Io e Ziva eravamo tornati a fare coppia stabile anche a lavoro ed eravamo entrambi felici per questo. Certo era difficile staccare, ma ci eravamo imposti di lasciare sempre il lavoro fuori dalla porta di casa e ci eravamo riusciti sempre molto bene. Vance, Gibbs e tutti gli altri si mostravano sempre molto disponibili nei nostri confronti, se uno di noi aveva bisogno di uscire prima per Nathan o se serviva un permesso. Alcune volte mi sembrava di approfittare troppo della disponibilità dei nostri colleghi, però, se provavamo a parlarne, ci dicevano che andava bene così, ed almeno in questi primi tempi era veramente molto importante per noi poter contare sulla loro comprensione.
Era capitato un paio di volte di portarlo anche lì con noi, soprattutto in un paio di occasioni quando dovevamo finire delle ricerche per dei casi urgenti ed eravamo costretti a rimanere in ufficio fino a tardi. Nathan non si faceva mai troppi problemi, lo mettevamo seduto ad una delle nostre scrivanie e giocava tranquillo, sempre che Abby non fosse libera, in quei casi era tutto suo e non c'era possibilità di replica. Potevamo sicuramente ritenerci molto più fortunati della media.

Quel pomeriggio dovevamo fare una cosa molto semplice, fare qualche domanda al fratello di un marine scomparso, proprietario di una azienda di ristrutturazioni. Andammo nel palazzo dove stavano lavorando, a circa 40 minuti dal distretto navale, raccogliemmo la sua testimonianza ed approfittammo per ascoltare anche qualche dipendente per avere un'idea su che tipo fosse il fratello che fino ad un paio di anni prima lavorava con loro. Finimmo presto, dovevamo solo tornare in ufficio e compilare il rapporto, poi saremmo tornati a casa.
Prendemmo uno degli ascensori del palazzo per tornare al piano terra ma poco prima di arrivare questo si bloccò con noi dentro.
- Maledizione siamo bloccati tra un piano e l'altro non si vede l'uscita nè sopra nè sotto! - urlò Ziva dopo aver forzato le porte e visto davanti a noi solo un muro, senza nessuno spiraglio.
L'allarme non funzionava, forse per via dei lavori in corso.

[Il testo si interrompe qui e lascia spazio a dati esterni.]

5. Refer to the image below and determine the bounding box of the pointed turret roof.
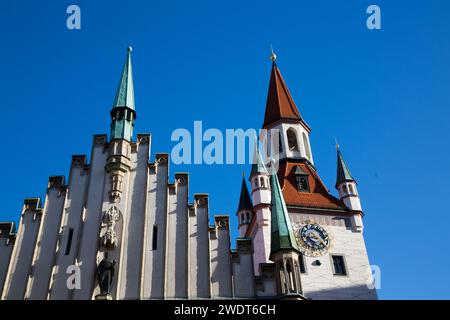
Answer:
[336,148,355,188]
[263,59,302,128]
[270,171,299,254]
[237,177,253,212]
[113,47,134,110]
[250,141,269,178]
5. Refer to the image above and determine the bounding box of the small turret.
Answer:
[250,147,270,208]
[270,172,303,299]
[335,144,363,231]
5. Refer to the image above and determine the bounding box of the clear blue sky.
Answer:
[0,0,450,299]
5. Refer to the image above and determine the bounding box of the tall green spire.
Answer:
[336,148,355,188]
[113,47,134,110]
[237,177,253,212]
[270,171,299,254]
[111,47,136,141]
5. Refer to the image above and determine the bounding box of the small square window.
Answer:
[331,256,347,276]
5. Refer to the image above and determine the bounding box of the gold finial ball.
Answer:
[270,51,277,62]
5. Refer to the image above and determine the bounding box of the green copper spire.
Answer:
[250,142,268,177]
[336,147,355,188]
[111,47,136,141]
[237,177,253,212]
[270,171,299,254]
[113,47,134,110]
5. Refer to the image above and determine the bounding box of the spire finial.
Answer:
[270,45,277,62]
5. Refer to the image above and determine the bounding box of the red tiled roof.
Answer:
[263,63,301,128]
[278,162,346,210]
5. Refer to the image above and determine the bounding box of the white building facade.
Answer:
[0,48,376,300]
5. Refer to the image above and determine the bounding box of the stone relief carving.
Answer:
[102,206,121,250]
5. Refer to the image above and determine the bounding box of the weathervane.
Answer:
[270,45,277,62]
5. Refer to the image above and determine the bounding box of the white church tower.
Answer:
[243,53,377,299]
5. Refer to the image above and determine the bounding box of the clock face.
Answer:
[294,223,331,256]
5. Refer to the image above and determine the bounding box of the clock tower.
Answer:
[246,53,377,299]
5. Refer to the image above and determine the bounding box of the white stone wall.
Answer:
[72,135,109,300]
[210,216,233,298]
[2,199,42,300]
[50,156,89,300]
[0,222,15,297]
[232,239,255,298]
[189,194,211,299]
[166,173,189,299]
[250,206,271,275]
[118,135,150,299]
[290,212,377,299]
[141,154,168,299]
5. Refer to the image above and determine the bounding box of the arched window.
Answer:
[287,128,298,152]
[302,132,311,160]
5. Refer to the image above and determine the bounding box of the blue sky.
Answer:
[0,0,450,299]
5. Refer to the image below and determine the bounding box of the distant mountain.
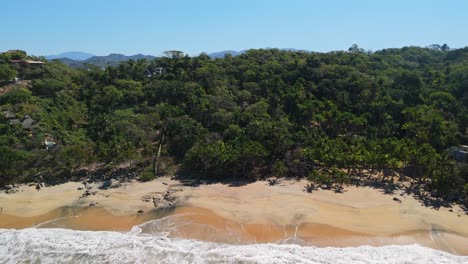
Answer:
[208,50,245,59]
[44,51,95,61]
[208,48,308,59]
[54,53,156,68]
[83,53,156,67]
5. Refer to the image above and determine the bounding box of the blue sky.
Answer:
[0,0,468,55]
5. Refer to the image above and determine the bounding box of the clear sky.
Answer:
[0,0,468,55]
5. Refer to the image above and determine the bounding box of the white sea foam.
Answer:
[0,227,468,264]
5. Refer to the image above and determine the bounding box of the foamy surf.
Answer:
[0,227,468,264]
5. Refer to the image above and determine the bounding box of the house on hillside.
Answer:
[450,145,468,163]
[21,115,37,129]
[3,111,16,119]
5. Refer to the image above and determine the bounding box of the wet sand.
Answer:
[0,178,468,255]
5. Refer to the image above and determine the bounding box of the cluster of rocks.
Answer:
[142,190,177,208]
[3,184,18,194]
[78,181,97,199]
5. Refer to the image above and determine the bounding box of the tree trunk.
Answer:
[152,134,164,177]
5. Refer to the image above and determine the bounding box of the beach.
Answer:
[0,177,468,255]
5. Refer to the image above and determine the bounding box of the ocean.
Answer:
[0,226,468,264]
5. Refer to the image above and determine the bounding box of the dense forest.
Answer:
[0,45,468,206]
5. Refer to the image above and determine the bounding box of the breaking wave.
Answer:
[0,227,468,264]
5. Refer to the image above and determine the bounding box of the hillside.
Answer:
[52,53,156,68]
[44,51,94,61]
[0,46,468,210]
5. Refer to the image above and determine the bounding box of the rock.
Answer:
[153,197,161,207]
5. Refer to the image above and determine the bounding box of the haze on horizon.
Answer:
[0,0,468,55]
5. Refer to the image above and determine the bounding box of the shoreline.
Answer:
[0,178,468,255]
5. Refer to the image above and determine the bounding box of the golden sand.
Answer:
[0,178,468,255]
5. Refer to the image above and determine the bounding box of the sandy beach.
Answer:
[0,177,468,255]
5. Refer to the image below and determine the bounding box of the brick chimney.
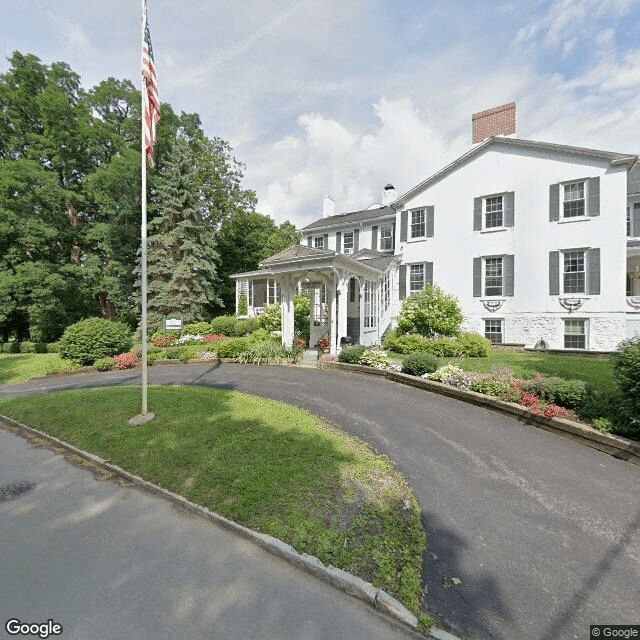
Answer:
[471,102,516,144]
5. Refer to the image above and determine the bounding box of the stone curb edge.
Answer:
[0,414,458,640]
[322,362,640,466]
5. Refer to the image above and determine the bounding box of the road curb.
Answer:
[322,362,640,466]
[0,414,458,640]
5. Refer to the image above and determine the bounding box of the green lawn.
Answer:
[0,353,80,384]
[0,386,427,622]
[389,349,615,392]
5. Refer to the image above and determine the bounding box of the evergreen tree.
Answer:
[147,139,220,331]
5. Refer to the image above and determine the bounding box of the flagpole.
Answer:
[129,0,155,425]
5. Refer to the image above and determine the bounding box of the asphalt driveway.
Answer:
[0,364,640,640]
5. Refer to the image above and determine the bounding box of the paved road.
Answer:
[0,430,414,640]
[0,365,640,640]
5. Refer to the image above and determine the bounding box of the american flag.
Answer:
[142,0,160,167]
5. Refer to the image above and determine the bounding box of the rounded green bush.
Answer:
[401,353,438,376]
[612,336,640,425]
[338,344,367,364]
[59,318,133,365]
[182,322,211,336]
[209,316,237,336]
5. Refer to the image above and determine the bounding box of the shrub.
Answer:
[233,318,260,338]
[93,358,116,371]
[469,377,511,396]
[151,329,180,341]
[260,304,282,331]
[151,334,177,347]
[358,349,390,369]
[612,336,640,426]
[20,340,36,353]
[182,322,211,335]
[207,316,237,336]
[398,285,463,338]
[60,318,133,365]
[456,332,491,358]
[216,338,251,358]
[522,374,587,409]
[401,353,438,376]
[338,344,366,364]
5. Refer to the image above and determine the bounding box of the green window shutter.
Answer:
[504,191,515,227]
[473,258,482,298]
[473,198,482,231]
[424,262,433,286]
[549,184,560,222]
[587,249,600,296]
[502,256,513,296]
[587,178,600,217]
[549,251,560,296]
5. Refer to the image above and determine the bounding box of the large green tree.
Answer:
[147,139,220,331]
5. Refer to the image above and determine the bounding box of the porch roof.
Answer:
[231,244,394,279]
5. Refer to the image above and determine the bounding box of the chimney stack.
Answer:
[322,196,336,218]
[382,182,397,207]
[471,102,516,144]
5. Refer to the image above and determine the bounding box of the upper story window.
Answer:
[549,177,600,221]
[484,196,504,229]
[342,231,354,253]
[411,209,427,238]
[473,191,515,231]
[561,180,586,218]
[380,224,393,251]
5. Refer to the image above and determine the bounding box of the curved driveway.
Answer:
[0,364,640,640]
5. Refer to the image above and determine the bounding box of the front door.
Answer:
[309,284,330,348]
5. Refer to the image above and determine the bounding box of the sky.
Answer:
[0,0,640,227]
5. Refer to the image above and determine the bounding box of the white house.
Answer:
[236,110,640,353]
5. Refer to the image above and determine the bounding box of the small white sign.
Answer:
[164,318,182,331]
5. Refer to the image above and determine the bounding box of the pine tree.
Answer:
[147,139,220,331]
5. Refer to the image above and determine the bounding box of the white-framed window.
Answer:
[411,209,427,238]
[560,180,587,218]
[483,195,504,229]
[380,224,393,251]
[484,318,503,344]
[564,318,587,349]
[342,231,354,253]
[409,264,425,295]
[267,279,282,304]
[364,280,378,329]
[562,249,586,294]
[484,256,502,296]
[380,273,391,315]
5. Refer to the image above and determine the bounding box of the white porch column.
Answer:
[336,271,349,353]
[327,273,339,356]
[281,276,295,347]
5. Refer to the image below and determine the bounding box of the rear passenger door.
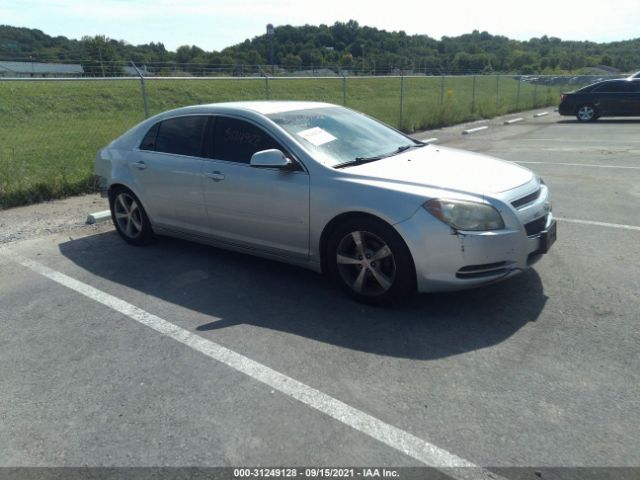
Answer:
[202,116,309,257]
[594,80,638,116]
[134,115,211,232]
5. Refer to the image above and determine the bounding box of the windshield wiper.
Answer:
[333,142,426,168]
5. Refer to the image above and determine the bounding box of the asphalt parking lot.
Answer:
[0,112,640,478]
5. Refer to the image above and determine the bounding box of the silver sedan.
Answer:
[95,102,556,303]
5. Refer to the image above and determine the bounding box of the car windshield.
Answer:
[268,107,422,167]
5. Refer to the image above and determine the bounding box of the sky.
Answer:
[0,0,640,51]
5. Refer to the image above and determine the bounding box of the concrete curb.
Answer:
[462,125,489,135]
[504,117,524,125]
[87,210,111,225]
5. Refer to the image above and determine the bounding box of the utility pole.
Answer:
[98,47,106,77]
[267,23,275,74]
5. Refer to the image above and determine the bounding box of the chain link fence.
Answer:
[0,75,620,208]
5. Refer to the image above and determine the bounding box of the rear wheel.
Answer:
[576,103,598,122]
[109,187,154,245]
[327,217,416,304]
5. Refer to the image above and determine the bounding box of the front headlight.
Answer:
[423,198,504,231]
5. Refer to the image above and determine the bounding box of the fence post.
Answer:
[471,75,476,113]
[131,60,149,118]
[398,73,404,130]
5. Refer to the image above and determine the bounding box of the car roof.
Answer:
[172,100,338,115]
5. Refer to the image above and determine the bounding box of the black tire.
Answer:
[109,187,155,246]
[576,103,600,123]
[326,216,416,305]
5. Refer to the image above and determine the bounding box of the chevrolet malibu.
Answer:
[95,102,556,303]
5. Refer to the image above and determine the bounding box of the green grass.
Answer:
[0,76,562,208]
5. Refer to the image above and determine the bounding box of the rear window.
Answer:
[593,80,637,93]
[140,123,160,150]
[147,116,208,157]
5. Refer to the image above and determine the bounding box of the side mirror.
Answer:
[250,149,293,168]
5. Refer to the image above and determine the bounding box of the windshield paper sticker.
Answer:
[297,127,336,147]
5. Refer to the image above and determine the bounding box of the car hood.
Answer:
[344,145,534,195]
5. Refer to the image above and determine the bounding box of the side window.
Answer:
[153,116,208,157]
[140,123,160,150]
[213,117,284,163]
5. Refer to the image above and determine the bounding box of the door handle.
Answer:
[204,171,224,182]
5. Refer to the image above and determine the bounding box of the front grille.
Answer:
[456,262,509,279]
[524,215,547,237]
[511,188,542,208]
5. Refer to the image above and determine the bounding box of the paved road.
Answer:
[0,112,640,478]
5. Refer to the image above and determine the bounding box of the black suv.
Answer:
[558,78,640,122]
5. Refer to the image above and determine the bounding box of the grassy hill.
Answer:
[0,75,560,208]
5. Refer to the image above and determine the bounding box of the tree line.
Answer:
[0,20,640,75]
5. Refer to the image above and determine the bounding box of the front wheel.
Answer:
[327,217,416,304]
[576,104,598,122]
[109,187,154,246]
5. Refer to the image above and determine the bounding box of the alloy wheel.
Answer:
[336,231,396,297]
[113,192,143,239]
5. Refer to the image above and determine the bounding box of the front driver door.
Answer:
[202,116,309,257]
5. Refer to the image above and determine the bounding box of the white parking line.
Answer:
[556,217,640,231]
[513,160,640,170]
[5,249,505,480]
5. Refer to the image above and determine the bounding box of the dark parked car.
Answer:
[558,79,640,122]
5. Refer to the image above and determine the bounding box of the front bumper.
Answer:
[395,208,556,292]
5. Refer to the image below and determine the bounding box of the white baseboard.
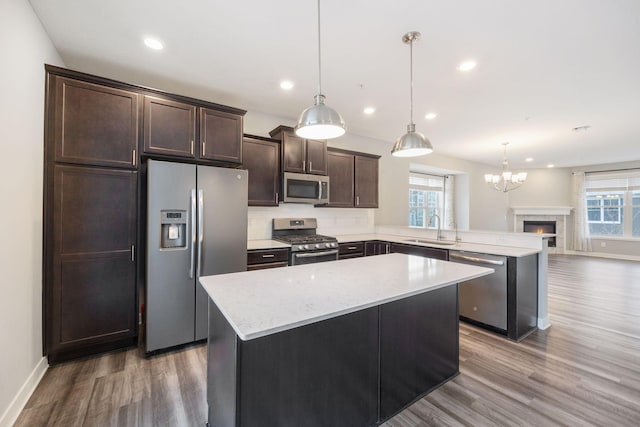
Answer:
[538,316,551,330]
[0,357,49,427]
[565,251,640,261]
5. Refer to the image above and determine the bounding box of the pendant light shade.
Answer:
[295,0,346,139]
[296,94,346,139]
[391,31,433,157]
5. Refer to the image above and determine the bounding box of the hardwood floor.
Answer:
[15,255,640,427]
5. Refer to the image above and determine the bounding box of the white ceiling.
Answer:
[31,0,640,168]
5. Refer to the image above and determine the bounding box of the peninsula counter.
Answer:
[200,254,493,427]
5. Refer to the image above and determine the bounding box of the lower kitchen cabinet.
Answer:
[242,136,280,206]
[338,242,364,259]
[391,243,449,261]
[247,249,289,271]
[44,165,137,363]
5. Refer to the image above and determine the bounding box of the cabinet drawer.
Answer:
[339,242,364,258]
[247,249,289,265]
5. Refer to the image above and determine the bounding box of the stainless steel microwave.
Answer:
[282,172,329,204]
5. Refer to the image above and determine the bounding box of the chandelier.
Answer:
[484,142,527,193]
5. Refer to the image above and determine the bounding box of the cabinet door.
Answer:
[282,132,307,173]
[144,96,196,159]
[307,139,327,175]
[355,156,378,208]
[327,151,354,208]
[45,165,137,361]
[52,77,138,169]
[200,108,242,164]
[242,138,280,206]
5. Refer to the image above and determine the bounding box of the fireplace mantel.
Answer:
[511,206,573,216]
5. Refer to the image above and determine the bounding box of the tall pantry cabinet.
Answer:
[43,67,140,363]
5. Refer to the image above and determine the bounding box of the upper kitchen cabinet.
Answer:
[327,148,380,208]
[242,135,280,206]
[144,96,196,159]
[269,126,327,175]
[200,107,243,164]
[48,74,139,169]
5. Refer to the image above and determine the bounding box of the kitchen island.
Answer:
[201,254,493,427]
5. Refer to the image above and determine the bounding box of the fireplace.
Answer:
[522,221,556,248]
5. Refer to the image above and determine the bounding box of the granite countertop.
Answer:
[200,254,493,340]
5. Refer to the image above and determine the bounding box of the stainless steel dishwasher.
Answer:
[449,250,507,331]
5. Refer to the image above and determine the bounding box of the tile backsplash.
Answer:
[247,203,375,240]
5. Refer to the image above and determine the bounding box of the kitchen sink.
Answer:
[405,239,456,246]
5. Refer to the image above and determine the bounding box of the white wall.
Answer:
[0,0,62,425]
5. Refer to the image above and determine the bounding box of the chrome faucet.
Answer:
[429,214,442,240]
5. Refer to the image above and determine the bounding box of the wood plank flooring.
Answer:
[15,255,640,427]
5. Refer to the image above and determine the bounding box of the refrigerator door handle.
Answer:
[189,189,196,279]
[196,190,204,278]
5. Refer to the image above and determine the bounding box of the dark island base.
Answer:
[207,285,459,427]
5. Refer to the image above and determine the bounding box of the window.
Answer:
[585,169,640,237]
[409,172,444,229]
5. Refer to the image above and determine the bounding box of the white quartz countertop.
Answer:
[247,239,291,251]
[335,234,540,257]
[200,254,493,340]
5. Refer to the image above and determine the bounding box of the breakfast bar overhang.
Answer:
[200,254,493,427]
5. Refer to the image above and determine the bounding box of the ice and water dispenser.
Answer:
[160,210,187,249]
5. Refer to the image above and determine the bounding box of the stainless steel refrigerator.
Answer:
[145,160,247,352]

Eravamo bloccati là dentro. Urlammo per molto tempo sperando che qualcuno ci sentisse ma stavano tutti lavorando ed eravamo noi a sentire il loro rumore fuori, non il contrario.
I minuti passavano, i cellulari non avevano campo. Ziva stava cominciando ad innervosirsi oltremodo, anzi ora era proprio agitata. Ci sedemmo per terra quando vidi che stava cominciando a sudare, avevo paura che avesse una crisi di panico, ma Ziva non soffriva di claustrofobia.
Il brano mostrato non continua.